5 Expected Roles of Indocyanine Green Fluorescence Angiography in Coronary Artery Bypass Grafting

5.1 Evaluation of Blood Flow in Bypass Grafts

The real-time images on the monitor clearly demonstrate the blood flow from the bypass vessel into the coronary artery, which can easily be interpreted and shared by surgeons. If there is no contrast effect at all, this may indicate a problem due to blood clots, dissection, kinking, or bending of the anastomosis or graft. In such a case, the coronary anastomosis can be redone immediately, followed by repeated fluorescence angiography. A possible limitation of the SPY system is that when bypass vessels are harvested with surrounding connective tissues, blood flow can be invisible because of the limited tissue permeability of near-infrared light. In addition, blood flow from the anastomosis to the peripheral coronary artery itself cannot be visualized by fluorescence imaging because the fluorescence signals are blocked by fatty tissues on the cardiac surface. These points are considered to be the limitations of the current imaging system.

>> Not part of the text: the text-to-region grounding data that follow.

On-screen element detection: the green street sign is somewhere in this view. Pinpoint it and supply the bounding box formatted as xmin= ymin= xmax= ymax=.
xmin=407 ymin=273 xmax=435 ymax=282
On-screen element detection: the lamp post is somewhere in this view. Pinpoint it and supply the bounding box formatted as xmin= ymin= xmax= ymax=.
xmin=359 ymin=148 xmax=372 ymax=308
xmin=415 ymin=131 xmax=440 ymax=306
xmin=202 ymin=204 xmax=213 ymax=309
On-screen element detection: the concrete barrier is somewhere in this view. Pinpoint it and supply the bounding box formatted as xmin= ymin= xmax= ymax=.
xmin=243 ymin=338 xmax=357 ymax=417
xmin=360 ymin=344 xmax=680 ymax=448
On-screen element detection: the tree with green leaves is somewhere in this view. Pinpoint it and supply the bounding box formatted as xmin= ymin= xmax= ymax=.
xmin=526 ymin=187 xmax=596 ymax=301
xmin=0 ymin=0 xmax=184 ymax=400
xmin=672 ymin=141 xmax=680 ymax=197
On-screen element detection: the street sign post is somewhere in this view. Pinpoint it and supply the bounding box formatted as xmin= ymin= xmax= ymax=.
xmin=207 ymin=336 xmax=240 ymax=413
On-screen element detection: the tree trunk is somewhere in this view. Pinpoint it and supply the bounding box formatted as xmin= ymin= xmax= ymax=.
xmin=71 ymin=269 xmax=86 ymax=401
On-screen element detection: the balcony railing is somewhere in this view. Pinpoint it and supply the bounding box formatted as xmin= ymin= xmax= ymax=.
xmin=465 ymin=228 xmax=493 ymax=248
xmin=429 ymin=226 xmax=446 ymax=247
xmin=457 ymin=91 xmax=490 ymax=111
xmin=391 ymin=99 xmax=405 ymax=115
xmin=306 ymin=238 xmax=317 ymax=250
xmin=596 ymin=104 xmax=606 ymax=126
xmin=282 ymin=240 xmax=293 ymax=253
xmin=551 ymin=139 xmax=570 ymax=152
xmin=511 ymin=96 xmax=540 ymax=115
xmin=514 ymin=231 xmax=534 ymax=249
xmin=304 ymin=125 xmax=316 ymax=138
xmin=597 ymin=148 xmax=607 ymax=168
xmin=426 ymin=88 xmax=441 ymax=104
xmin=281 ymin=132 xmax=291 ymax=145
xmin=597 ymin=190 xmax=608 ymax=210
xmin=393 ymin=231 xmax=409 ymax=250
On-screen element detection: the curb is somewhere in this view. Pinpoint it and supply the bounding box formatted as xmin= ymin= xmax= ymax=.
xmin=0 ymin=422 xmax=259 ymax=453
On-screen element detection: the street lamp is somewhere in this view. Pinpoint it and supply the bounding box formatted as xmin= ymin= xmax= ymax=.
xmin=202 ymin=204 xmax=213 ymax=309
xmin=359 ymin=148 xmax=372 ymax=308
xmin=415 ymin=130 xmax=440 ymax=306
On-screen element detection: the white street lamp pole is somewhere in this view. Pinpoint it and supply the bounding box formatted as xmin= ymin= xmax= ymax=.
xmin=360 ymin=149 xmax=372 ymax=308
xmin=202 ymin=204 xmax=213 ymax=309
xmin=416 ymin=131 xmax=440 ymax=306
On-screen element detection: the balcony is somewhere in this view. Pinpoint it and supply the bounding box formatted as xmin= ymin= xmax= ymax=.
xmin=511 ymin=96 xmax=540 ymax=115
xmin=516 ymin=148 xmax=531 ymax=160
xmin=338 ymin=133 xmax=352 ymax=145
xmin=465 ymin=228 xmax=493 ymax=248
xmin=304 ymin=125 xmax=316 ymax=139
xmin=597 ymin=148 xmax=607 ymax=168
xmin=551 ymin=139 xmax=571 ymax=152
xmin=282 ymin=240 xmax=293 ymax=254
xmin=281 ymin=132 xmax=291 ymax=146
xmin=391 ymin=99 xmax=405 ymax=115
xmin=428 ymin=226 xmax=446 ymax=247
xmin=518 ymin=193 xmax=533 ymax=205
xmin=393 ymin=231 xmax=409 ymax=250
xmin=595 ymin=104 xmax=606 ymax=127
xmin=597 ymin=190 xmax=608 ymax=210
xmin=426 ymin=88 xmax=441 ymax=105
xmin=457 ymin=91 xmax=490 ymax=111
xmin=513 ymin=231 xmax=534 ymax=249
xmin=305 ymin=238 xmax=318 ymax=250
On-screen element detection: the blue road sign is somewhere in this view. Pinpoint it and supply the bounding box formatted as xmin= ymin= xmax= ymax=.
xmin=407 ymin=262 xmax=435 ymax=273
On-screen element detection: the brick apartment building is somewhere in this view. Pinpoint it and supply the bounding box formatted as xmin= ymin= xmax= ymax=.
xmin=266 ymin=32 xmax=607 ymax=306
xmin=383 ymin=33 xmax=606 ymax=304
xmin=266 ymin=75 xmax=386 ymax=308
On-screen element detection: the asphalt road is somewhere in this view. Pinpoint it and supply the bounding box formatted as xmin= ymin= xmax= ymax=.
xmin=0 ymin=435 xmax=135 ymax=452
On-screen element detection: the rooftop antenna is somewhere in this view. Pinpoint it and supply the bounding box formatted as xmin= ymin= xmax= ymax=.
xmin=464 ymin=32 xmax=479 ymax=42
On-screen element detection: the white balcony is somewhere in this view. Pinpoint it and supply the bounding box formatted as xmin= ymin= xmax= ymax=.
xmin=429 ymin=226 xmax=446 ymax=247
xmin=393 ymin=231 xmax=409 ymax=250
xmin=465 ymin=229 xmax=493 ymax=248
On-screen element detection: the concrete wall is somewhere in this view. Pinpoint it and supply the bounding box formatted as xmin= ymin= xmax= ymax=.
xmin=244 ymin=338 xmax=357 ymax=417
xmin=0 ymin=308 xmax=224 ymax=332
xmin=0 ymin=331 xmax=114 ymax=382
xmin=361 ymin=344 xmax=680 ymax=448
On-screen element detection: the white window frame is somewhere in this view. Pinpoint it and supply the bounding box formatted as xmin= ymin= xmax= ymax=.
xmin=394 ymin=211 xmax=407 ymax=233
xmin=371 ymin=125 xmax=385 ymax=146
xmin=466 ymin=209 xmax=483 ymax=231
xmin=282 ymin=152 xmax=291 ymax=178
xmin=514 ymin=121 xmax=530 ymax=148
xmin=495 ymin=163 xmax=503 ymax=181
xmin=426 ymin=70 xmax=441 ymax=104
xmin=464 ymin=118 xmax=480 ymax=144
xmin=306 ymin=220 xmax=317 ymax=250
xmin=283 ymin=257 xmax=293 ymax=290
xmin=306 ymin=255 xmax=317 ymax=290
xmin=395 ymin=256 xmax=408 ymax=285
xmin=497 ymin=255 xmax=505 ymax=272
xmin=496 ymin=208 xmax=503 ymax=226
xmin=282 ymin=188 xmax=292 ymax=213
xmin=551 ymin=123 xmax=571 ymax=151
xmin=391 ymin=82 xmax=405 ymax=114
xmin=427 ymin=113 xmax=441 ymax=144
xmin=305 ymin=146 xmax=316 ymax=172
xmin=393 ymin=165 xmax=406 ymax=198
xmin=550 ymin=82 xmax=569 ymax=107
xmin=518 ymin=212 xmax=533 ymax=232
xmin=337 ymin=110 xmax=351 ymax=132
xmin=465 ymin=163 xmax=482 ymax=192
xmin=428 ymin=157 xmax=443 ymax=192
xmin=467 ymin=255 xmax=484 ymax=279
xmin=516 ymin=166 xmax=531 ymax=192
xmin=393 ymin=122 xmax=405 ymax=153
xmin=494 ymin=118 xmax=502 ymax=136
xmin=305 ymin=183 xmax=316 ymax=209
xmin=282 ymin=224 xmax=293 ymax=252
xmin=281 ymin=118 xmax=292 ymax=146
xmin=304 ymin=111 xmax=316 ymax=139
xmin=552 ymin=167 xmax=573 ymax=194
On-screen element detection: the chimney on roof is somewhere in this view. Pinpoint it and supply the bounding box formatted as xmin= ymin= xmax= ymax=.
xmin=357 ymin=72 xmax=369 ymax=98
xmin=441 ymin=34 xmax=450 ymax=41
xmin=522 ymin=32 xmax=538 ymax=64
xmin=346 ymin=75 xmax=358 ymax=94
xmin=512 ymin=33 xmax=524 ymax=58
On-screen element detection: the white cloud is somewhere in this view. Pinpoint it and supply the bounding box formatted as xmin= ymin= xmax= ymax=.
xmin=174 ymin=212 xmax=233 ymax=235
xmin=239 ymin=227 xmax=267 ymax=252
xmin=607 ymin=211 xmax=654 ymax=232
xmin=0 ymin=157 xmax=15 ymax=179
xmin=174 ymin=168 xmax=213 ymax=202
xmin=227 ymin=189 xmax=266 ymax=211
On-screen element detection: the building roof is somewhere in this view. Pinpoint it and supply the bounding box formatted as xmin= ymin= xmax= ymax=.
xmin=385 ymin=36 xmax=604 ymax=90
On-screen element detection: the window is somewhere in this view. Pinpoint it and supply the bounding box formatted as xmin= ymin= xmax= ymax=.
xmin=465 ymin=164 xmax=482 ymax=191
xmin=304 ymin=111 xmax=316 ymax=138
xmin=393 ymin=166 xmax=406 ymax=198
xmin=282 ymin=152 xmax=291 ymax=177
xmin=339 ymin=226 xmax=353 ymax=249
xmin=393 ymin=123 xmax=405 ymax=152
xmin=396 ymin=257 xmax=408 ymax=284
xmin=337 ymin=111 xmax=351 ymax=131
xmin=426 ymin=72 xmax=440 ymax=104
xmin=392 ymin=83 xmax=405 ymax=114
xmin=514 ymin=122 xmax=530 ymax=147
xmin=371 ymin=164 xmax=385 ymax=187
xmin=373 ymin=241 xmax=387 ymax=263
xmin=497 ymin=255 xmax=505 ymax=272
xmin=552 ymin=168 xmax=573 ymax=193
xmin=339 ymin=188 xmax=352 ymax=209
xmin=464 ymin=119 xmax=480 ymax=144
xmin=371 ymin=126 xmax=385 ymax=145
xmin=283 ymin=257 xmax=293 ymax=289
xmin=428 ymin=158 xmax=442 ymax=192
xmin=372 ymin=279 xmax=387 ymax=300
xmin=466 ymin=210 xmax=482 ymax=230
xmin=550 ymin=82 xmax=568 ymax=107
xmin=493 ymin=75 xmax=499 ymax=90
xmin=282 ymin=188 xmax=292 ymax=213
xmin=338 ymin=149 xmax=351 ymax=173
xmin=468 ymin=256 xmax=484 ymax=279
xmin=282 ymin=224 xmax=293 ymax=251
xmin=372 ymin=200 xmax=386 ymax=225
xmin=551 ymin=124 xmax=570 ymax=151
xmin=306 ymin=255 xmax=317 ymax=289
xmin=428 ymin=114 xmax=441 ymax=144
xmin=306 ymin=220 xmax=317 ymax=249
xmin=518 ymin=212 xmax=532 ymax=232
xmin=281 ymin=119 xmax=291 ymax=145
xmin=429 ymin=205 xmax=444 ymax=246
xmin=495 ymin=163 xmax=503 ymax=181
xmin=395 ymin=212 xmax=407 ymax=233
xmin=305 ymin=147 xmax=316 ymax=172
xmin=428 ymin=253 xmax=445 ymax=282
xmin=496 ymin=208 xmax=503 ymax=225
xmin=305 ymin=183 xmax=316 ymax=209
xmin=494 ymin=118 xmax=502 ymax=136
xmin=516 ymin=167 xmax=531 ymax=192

5.2 Assessment of the Competing Blood Flows Between the Graft and Host Coronary Artery

When the arterial graft is used for mild stenosis of the coronary artery, the blood flow through the graft may compete with the native blood flow, causing the bypass vessel to become thin and lose blood supply in some cases. Unlike conventional catheter angiography, in which contrast materials are forcefully injected from the target vessel, ICG fluorescence angiography can delineate the real status of blood flows under natural circulation, including the competing blood flows. Therefore, intraoperative fluorescence angiography may become an important method for future research on the proper use of arterial grafts and the long-term postoperative effects of the competing blood flows.

6 Technical Notes

When ICG fluorescence angiography is used for visualization of the internal thoracic artery and the right gastroduodenal artery, fluorescence signals can be identified slowly because they are far from the origin of the coronary artery. This should not be misunderstood as insufficient blood supply. In addition, there can be a time lapse in the visualization of the host coronary artery, the vein graft from the ascending aorta, and the arterial grafts, which may affect the incidence of the competing blood flows. It is unclear what the clinical significance of these phenomena is, how they affect subsequent bypass function, or whether they are at all problematic, but assessments of blood flow status by ICG fluorescence imaging may provide clues to the clinical significance of these phenomena.

The most important issue in this technique would be the quantitative assessment of blood flows. A semi-quantitative assessment of graft vessels and corresponding myocardial regions before and after bypass grafting may be useful to propose new criteria for the intraoperative evaluation of the graft patency, as suggested by Ferguson et al. [14].

One of the limitations of intraoperative fluorescence angiography lies in its tissue permeability especially due to connective tissues attached to the graft and cardiac muscles. Further improvement of signal detectability by fluorescence imaging and combination with other diagnostic modalities such as TTFM and fractional flow reserve (FFR) [15] would clarify unknown functions and long-term changes of the graft vessels.

7 Conclusions

Although the mainstream of intraoperative graft evaluation in Japan remains TTFM, applications of ICG fluorescence angiography in CABG will be expanded as a safe, easy, and reliable diagnostic tool, with the improvement of imaging systems.